Russia Lightens Punishments For Some Domestic Violence Offenses

Russia Lightens Punishments For Some Domestic Violence Offenses
A new Russian law reduces the penalty for hitting a spouse or child without causing serious injury.

Russian President Vladimir Putin signed a law that drastically reduces the punishment for domestic violence.

The new law sets the maximum penalty for domestic violence at 15 days in prison, provided the violence doesn't inflict any serious injury and doesn't happen more than once a year. The previous maximum sentence was two years in prison.

Serious injuries are categorized as a concussion or broken bones. If a physical altercation causes bruises or draws blood, it would not be considered serious enough for criminal charges.

The bill has drawn international condemnation, but it sailed through Russia's legislature with more than 85 percent support.

Those in favor of the law say it brings domestic violence punishments more in line with penalties for other forms of assault and restores "traditional family values."

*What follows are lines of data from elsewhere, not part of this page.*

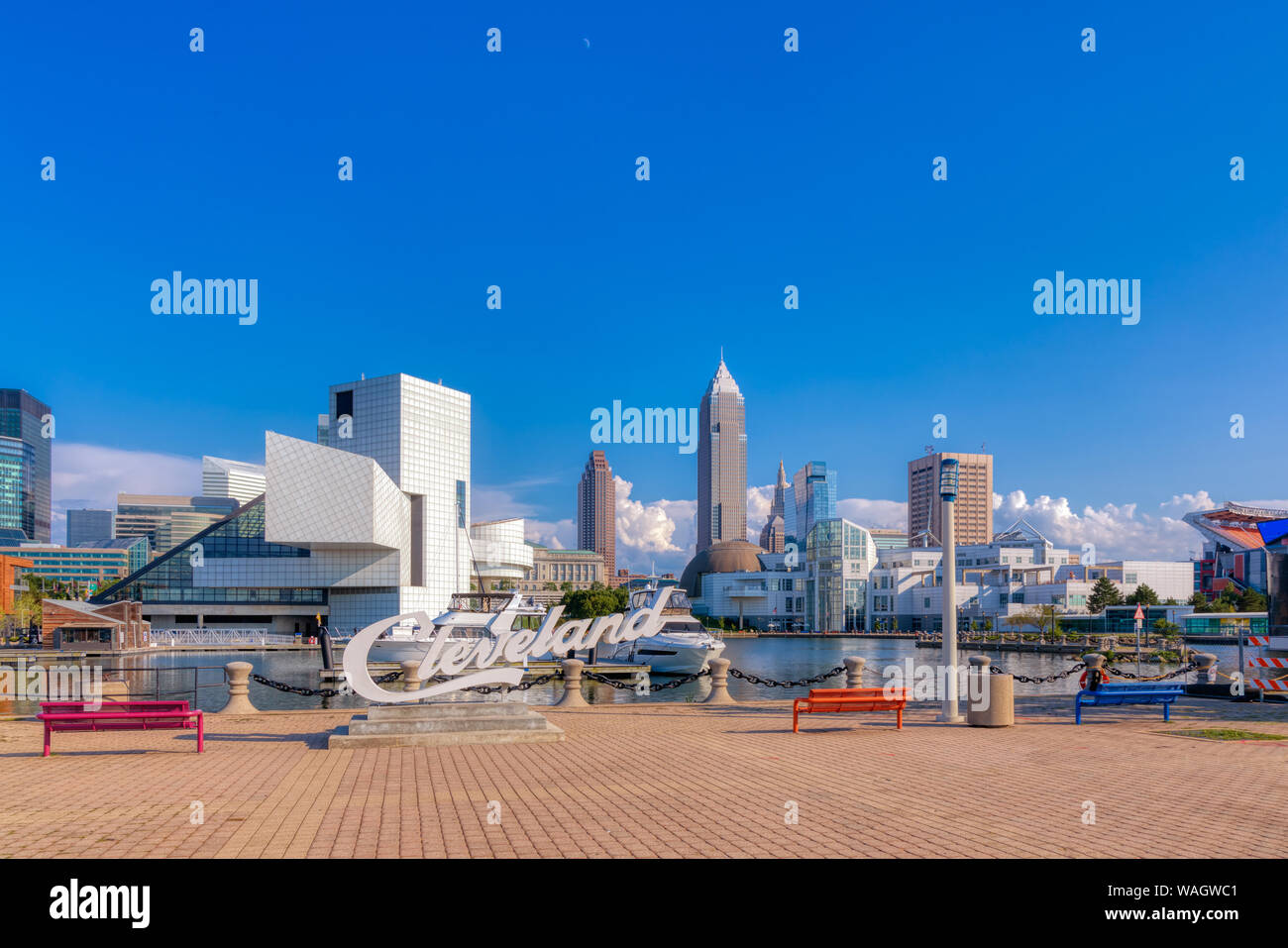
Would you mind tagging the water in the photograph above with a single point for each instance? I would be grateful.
(174, 673)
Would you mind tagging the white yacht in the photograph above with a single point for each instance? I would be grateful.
(682, 648)
(471, 616)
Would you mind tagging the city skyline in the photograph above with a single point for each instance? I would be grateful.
(915, 295)
(1166, 536)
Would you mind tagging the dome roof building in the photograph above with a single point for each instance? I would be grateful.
(725, 557)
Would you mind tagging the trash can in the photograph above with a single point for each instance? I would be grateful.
(990, 697)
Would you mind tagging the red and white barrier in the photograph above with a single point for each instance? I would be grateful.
(1267, 662)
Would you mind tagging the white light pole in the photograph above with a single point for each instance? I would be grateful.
(948, 655)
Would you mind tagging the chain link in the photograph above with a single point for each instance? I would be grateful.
(799, 683)
(1121, 673)
(636, 685)
(1038, 679)
(317, 691)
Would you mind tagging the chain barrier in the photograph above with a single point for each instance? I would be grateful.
(636, 685)
(1121, 673)
(395, 675)
(800, 683)
(505, 689)
(1038, 679)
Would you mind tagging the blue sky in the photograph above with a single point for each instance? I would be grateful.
(768, 167)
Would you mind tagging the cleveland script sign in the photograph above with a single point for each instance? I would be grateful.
(501, 642)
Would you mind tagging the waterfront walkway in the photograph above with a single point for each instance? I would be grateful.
(666, 780)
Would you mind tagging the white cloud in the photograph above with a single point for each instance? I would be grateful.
(90, 475)
(759, 501)
(661, 531)
(1117, 530)
(889, 514)
(559, 535)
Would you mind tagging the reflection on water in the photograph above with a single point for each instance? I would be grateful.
(175, 674)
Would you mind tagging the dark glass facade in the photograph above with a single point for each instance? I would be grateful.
(25, 466)
(168, 579)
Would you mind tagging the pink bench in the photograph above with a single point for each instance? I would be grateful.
(120, 715)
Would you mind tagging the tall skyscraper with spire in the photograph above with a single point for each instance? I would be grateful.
(721, 463)
(596, 513)
(773, 536)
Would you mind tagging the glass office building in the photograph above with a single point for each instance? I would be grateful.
(90, 524)
(180, 579)
(812, 500)
(25, 466)
(419, 433)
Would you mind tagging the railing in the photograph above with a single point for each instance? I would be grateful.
(160, 685)
(167, 638)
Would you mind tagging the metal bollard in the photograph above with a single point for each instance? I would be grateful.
(572, 695)
(719, 683)
(239, 689)
(854, 672)
(325, 642)
(991, 698)
(1095, 662)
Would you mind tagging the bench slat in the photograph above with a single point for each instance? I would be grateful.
(123, 720)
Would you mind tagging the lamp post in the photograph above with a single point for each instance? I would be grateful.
(947, 494)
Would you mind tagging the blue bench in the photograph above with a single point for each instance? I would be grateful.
(1127, 693)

But critics say this essentially gives men a pass to hit their partners and children.

"The message basically is that bruises are OK. And it sort of echoes the response that police usually give to victims of domestic violence," Yulia Gorbunova of Human Rights Watch told CNN.

Domestic violence is seriously underreported in Russia. A state-run news agency said domestic violence kills 12,000 women in Russia every year.

Correction: Our previous headline made it sound as though all instances of domestic violence have been decriminalized in Russia. We've updated the headline to clarify that domestic violence resulting in severe injury is still considered a criminal offense.